Jornal Correio Braziliense

Cidades

Crônica da Cidade

Amor amputado

Meu irmão sempre foi meu melhor amigo, por isso, sempre andamos juntos. No início da juventude, num período em que nenhum dos dois estava namorando, costumávamos bater ponto todo fim de semana na 109 Sul, a comercial que se iniciava no Beirute e terminava no Estação, passando pelo Arabeske e Bar do Luiz, que só enchia depois das 2h e expulsava os clientes às 6h, jogando água e sabão no chão e ameaçando lavar também nossos sapatos.

Certa noite, alguém que havia nos conhecido havia pouco tempo, surpreendeu-se ao ficar sabendo que éramos irmãos. ;Achei que fossem um casal;, disse, nos fazendo rir, surpresos. Perguntamos por que a pessoa tinha aquela impressão. ;Ah, vocês não se parecem nem um pouco, sempre tão juntos e, no fim da noite, discutem se já é hora de voltar pra casa. E tão sempre no Beirute.;

Fazia sentido, admitimos. Ju e eu não somos parecidos. Enquanto 99,9% dos meus genes parecem ter vindo da família do meu pai, ele parece ter herdado a mesma proporção do lado da minha mãe. E o Beirute sempre foi o bar que aceita a diversidade. Já me sentei até com gente preconceituosa pra dedéu ali, para a cara leitora e o caro leitor verem como todo muito acha lugar naqueles bancos de madeira desconfortáveis, mas superacolhedores.
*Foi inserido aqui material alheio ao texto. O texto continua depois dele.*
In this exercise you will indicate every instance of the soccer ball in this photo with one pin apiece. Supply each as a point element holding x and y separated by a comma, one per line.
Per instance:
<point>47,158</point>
Hoje, no entanto, quando me lembro desse episódio, fico abismado com o fato de nem a pessoa, nem eu e meu irmão ou qualquer de nossos amigos ter achado absurdo alguém imaginar que duas pessoas que nunca dão as mãos nem se beijam sejam um casal. E não pensamos isso porque, ainda hoje, muitos gays e lésbicas evitam demonstrar afeto em público por receio, não só de enfrentar olhares ou palavras de reprovação, mas de ser vítima de violência física mesmo.

Dois irmãos podem ser confundidos com um casal porque, tristemente, casais formados por dois homens ou duas mulheres, quando estão em público, sentem medo de se comportar como casal e fazer todas aquelas coisas deliciosas que adoramos fazer com nossos amores: andar de mãos dadas; fazer cafuné; sentar lado a lado repousando a mão sobre a perna do companheiro; e abraçar olhando nos olhos e sorrindo, antes de beijar na boca.
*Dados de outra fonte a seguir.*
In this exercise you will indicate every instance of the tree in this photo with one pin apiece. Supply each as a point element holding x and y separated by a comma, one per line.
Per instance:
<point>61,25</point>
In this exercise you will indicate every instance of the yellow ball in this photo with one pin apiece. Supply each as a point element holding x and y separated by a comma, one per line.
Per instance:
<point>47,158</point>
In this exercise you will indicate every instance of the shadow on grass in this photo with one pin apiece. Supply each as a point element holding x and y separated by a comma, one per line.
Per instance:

Na última quarta-feira, a Comissão de Constituição e Justiça do Senado deu um passo avante na longa luta contra esse tipo de discriminação, incluindo a homofobia na lei que pune o racismo. Segundo a mudança, se torna crime, punível com um a três anos de reclusão, ;impedir ou restringir a manifestação razoável de afetividade de qualquer pessoa em local público, ressalvados os templos religiosos;.
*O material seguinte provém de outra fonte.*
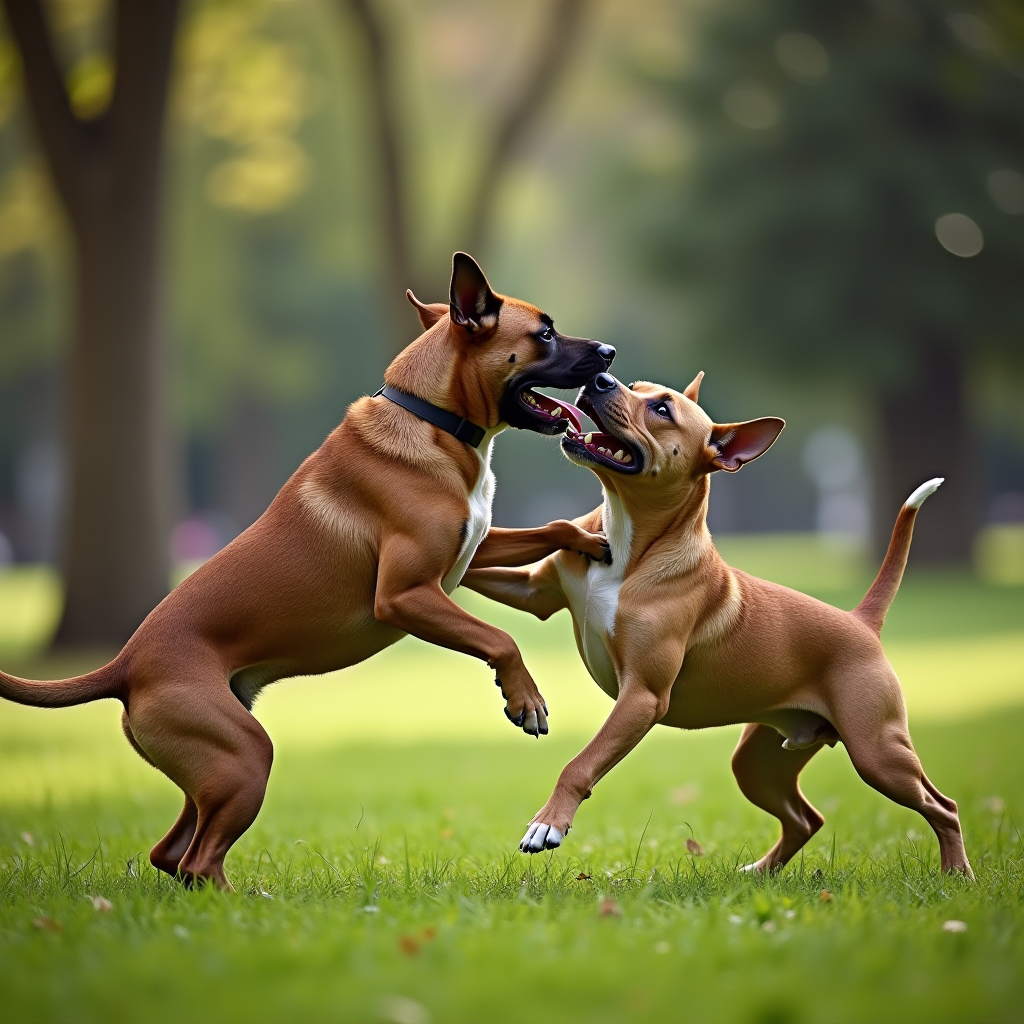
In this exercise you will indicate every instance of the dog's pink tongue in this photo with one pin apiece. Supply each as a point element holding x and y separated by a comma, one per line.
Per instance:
<point>573,415</point>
Ainda é pouco, porém. Nada garante que o Congresso dará continuidade à tramitação da medida. Tanto que, no dia seguinte, seis ministros do Supremo Tribunal Federal se manifestaram pela criminalização da homofobia, argumentando que cabe à Corte decidir sobre o tema porque o Parlamento insiste em se omitir. O julgamento acabou interrompido, para ser retomado em duas semanas. Talvez, até lá, o Legislativo acorde e mostre que o Brasil deixou, pelo menos na lei, de achar normal o amor amputado pela violência.